Secondo i più ottimisti l’Italia in realtà non può fallire per alcune ragioni ben precise. O meglio, la possibilità del fallimento esiste, ma sarebbe tutto sommato remota per 3 motivi che andiamo ad analizzare uno per uno.

Fondamentali economici

Un Paese troppo solido per ritrovarsi in tali difficoltà da non riuscire a ripagare gli interessi sul debito, o da non essere in grado di rinnovare periodicamente i propri titoli. Nel 2011 ad esempio la situazione in cui stava scivolando l’Italia era molto simile a quella della Grecia, ma ciò non è accaduto.

Eppure le prospettive di crescita erano pessime. Le previsioni davano una crescita stimata del -2,5% per l’anno seguente, ed il tasso di disoccupazione continuava a salire. Oggi invece la disoccupazione sta calando, anche se molto lentamente, e la crescita economica, seppur bassa, è presente.

Inoltre si trascura spesso un dettaglio interessante: la riserva patrimoniale degli Italiani. Il risparmio privato in Italia è tra i più alti d’Europa con un valore complessivo che supera gli 8mila miliardi di euro. Somme probabilmente inservibili ai fini del debito, ma di importanza sicuramente non trascurabile negli scenari più brutti.

La teoria del “too big to fail”

Secondo questa teoria l’Italia sarebbe troppo grande per fallire. Cosa vuol dire? E’ semplice. L’Italia è la terza economia d’Europa, nonché la settima economia del mondo. Ha un debito pubblico inferiore solo a quello di USA e Giappone. Se fallisse trascinerebbe con sé tutta l’Europa e chissà quanti Paesi del resto del mondo e nessuno vorrebbe che si concretizzasse uno scenario del genere.

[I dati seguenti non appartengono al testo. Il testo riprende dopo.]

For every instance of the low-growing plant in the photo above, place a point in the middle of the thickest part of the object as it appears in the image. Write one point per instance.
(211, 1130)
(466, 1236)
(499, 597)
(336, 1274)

Secondo alcuni però l’importanza economica dell’Italia si può leggere in tutt’altro modo. Non si tratterebbe di un Paese troppo grande per fallire, bensì di un Paese troppo grande per essere salvato. Su un’economia come quella della Grecia con un PIL paragonabile a quello di una sola regione di Paesi come Italia, Francia o Germania, si può anche intervenire con degli aiuti, ma con la terza economia d’Europa non sarebbe così facile.

Nessuno vuole l’Italia in default

La teoria più semplice ed intuitiva probabilmente. Collegata per certi versi alla precedente, questa teoria dice che gli altri Paesi europei farebbero tutto il possibile pur di evitare il fallimento dell’Italia che altrimenti li trascinerebbe con sé.

A pagare le conseguenze del fallimento dell’Italia sarebbero in primis le banche tedesche e francesi, che sono le maggiori detentrici del debito del nostro Paese. Queste si ritroverebbero con un enorme buco a causa dell’insolvenza dell’Italia e ciò causerebbe una sorta di effetto domino che creerebbe conseguenze disastrose.